Some thoughs on grid computing…
Earlier this week, the LHC Computing Grid went online. A description of the system can be found here, and blog posts about it here, here and here.
This got me thinking about grid computing for small scale scientists like myself.
I’ve had some experience with grid computing (see an old post about it here) but mostly I have found it too much trouble to be worth the effort.
Our typical computer use
For large projects that require years of CPU time, it is well worth the effort to set up the infrastructure to run computations on grids. You really need it to get your the computations done, and the overhead is very small in comparison with the actual computation time.
Most of my projects — and most of the projects we do at BiRC — are a bit different.
We do need the computation power, but we are usually tinkering with our programs for most of a project — since we rarely know exactly how to analyse our data until we are mostly done with it — so we cannot just distribute a fixed version of our software and then start distributing the computations.
The typical work flow is that we write a program for our analysis, then we run the analysis and when we look at the results we find some strange results here and there. Then we extend the software to either extract more information from the data, or to fix a bug that caused the weird results.
We then need to run the analysis again, and repeat the process.
The analysis might take a few CPU days to a few CPU months — so it is small scale for grid applications — but between each analysis we spend a week or so modifying and testing our software.
We have a small cluster of Linux computers for this, and it is always in one of two states: completely overloaded or burning idle cycles.
This is the situation grid computing could fix. Theoretically we should be able to get CPU cycles off the grid when we need it, and sell it to the grid when we are not running computations ourselves.
In practice, our work pattern makes this difficult.
The problems with small scale grid computing
If you are changing your software all the time, you need to distribute it together with the data you analyse.

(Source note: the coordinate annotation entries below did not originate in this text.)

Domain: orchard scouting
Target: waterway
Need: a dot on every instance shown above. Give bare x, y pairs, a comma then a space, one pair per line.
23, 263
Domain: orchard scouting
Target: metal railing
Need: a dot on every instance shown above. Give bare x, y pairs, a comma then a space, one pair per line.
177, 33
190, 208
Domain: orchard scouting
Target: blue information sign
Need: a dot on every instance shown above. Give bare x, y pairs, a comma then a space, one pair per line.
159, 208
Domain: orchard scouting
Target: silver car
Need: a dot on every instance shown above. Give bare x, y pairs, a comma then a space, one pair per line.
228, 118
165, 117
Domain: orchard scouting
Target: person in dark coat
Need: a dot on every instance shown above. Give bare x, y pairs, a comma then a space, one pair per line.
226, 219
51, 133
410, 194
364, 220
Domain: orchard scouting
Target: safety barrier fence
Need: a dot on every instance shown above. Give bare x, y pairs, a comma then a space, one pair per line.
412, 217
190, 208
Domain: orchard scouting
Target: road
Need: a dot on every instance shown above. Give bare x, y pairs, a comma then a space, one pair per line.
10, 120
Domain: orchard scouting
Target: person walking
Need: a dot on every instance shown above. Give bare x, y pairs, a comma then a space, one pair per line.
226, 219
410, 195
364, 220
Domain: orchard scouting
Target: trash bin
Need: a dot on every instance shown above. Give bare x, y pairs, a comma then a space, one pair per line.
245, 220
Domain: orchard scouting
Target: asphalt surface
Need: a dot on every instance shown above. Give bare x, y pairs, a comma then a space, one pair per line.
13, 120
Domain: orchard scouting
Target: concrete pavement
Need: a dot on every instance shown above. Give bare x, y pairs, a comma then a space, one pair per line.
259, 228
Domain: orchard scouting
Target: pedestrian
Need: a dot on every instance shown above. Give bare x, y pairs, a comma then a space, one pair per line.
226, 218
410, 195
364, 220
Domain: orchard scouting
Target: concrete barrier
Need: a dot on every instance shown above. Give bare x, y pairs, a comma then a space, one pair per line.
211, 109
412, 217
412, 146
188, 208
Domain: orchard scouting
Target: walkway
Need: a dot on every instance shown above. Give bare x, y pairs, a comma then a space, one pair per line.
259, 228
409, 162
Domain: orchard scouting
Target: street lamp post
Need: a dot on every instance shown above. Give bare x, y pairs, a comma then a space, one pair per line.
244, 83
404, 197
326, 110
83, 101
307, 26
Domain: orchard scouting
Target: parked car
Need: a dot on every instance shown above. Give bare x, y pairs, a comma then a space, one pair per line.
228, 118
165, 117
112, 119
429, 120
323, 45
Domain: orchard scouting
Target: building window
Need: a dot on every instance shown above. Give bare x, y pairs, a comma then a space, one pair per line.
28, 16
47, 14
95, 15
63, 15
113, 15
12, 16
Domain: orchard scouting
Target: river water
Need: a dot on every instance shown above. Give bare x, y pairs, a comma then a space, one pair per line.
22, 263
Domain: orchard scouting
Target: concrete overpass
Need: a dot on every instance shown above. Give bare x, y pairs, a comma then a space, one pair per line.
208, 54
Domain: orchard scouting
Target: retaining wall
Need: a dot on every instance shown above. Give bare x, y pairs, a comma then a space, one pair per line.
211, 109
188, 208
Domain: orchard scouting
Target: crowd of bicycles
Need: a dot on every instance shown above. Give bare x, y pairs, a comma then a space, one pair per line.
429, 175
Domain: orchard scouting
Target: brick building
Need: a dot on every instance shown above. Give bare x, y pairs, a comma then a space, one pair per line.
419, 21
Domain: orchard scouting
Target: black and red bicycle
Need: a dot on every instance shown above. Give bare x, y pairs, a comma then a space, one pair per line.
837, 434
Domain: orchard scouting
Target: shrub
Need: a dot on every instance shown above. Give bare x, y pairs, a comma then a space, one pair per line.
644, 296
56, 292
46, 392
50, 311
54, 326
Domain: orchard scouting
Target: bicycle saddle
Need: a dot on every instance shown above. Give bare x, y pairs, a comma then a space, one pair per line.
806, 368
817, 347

This means you either send compiled binaries with the job submissions, or you compile the software as part of the job.
The former is fine if you have a program you can compile — and you’d better link it statically ’cause there is no guarantees about the libraries you can find on the resources that will run it.
If you have a bunch of scripts, you are not so lucky.
There are no guarantees that the computer that will run the computations has the script interpreter — or if it does that it is a version that can run your script — and even if it does, what about the modules you need?
You don’t want to have to compile BioPython or SciPy on a grid machine just to run your scripts. The overhead in CPU time is going to be several percentage of your actual run (at least if you parallelise your computations to high enough a degree to be worth the grid in the first place), and how can you even know that there is a compiler to compile it at the other end? You can’t, and there probably isn’t unless you are very lucky.
It is a major pain to see your jobs aborted after slowly making their way through the job queue, just because the host computer cannot even setup the environment you need for your computations.
What can we do about it?
If we want to use the grid for even smaller scale computations, at the very least we need an easier way to distribute new versions of our programs.
I have an idea for this.
Some grids, at least, are already dealing with “runtime environments” where you can specify that your job needs to run in a certain runtime environment, and the scheduler will only send your jobs to resources that can provide that environment.
This sounds like just the thing, but the catch is that it is up to the resource administrators to set up these environments and to tell the grid system that they provide them.
For something like LHC, it is probably not a problem to convince administrators to provide the right environment, but for Thomas Mailund it is.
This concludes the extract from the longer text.